An ad-hoc tribunal has concluded that prisoners in China are being killed for their organs, renewing concerns about the ethics of transplantation research in the country. The Chinese government hasn’t responded to the report, but previously said that it banned the practice of taking organs from death-row prisoners in 2015. Some journals say they will retract papers that contain data from executed prisoners.
Many companies offering unproven stem-cell therapies in the United States do not employ clinicians with relevant medical training. An analysis looked at the websites of 166 companies that were advertising their services in January 2018 and that listed their clinical staff online. Nine companies did not list any physicians. Five of these were staffed entirely by podiatrists; two by naturopaths and one by dentists.
FEATURES & OPINION
James Lovelock’s first solo letter to Nature — a new formula for wax pencils for writing on lab glass-ware — was published in 1945. Later came his influential Gaia theory, which launched Earth systems science. As he nears his centenary, his new book, Novacene, argues that artificial intelligence will arise and take over the stewardship of the planet — with us co-existing as the equivalent of slow-moving, dim-witted houseplants (if we’re lucky).

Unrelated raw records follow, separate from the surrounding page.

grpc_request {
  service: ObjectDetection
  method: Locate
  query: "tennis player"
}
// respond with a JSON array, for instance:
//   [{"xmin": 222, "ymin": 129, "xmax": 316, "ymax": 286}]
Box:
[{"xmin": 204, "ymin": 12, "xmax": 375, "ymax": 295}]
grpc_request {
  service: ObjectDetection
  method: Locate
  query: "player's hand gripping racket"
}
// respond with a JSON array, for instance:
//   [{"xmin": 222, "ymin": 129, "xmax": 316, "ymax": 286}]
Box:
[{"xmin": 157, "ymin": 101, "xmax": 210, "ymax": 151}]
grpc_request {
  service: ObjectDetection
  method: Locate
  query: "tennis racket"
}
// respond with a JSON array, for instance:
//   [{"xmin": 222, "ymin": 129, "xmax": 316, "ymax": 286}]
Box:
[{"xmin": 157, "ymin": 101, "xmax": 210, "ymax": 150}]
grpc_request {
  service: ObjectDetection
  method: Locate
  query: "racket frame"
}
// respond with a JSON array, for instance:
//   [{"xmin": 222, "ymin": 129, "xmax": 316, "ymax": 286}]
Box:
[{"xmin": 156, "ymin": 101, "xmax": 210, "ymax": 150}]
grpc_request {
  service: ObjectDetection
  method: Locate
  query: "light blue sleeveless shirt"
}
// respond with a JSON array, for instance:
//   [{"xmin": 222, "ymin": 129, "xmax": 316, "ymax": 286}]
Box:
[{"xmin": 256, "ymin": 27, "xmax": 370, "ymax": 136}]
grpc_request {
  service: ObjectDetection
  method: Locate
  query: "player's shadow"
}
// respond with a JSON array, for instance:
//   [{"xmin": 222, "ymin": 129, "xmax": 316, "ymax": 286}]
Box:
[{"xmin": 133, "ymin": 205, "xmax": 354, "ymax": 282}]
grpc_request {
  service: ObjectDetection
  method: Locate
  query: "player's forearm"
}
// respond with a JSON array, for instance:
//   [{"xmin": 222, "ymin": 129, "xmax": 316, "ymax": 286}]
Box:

When the last known Hawaiian tree snail of the species Achatinella apexfulva died on New Year’s Day, wildlife biologist David Sischo was there to mourn it. In a trailer in Oahu, he and his team watch over the last remaining members of dozens of snail species — without intervention, Sischo expects that dozens more will disappear in the next decade. “I think everyone, when they hear about something going extinct, thinks that there’s time,” he says. “But we’re the last people who can do anything about this.”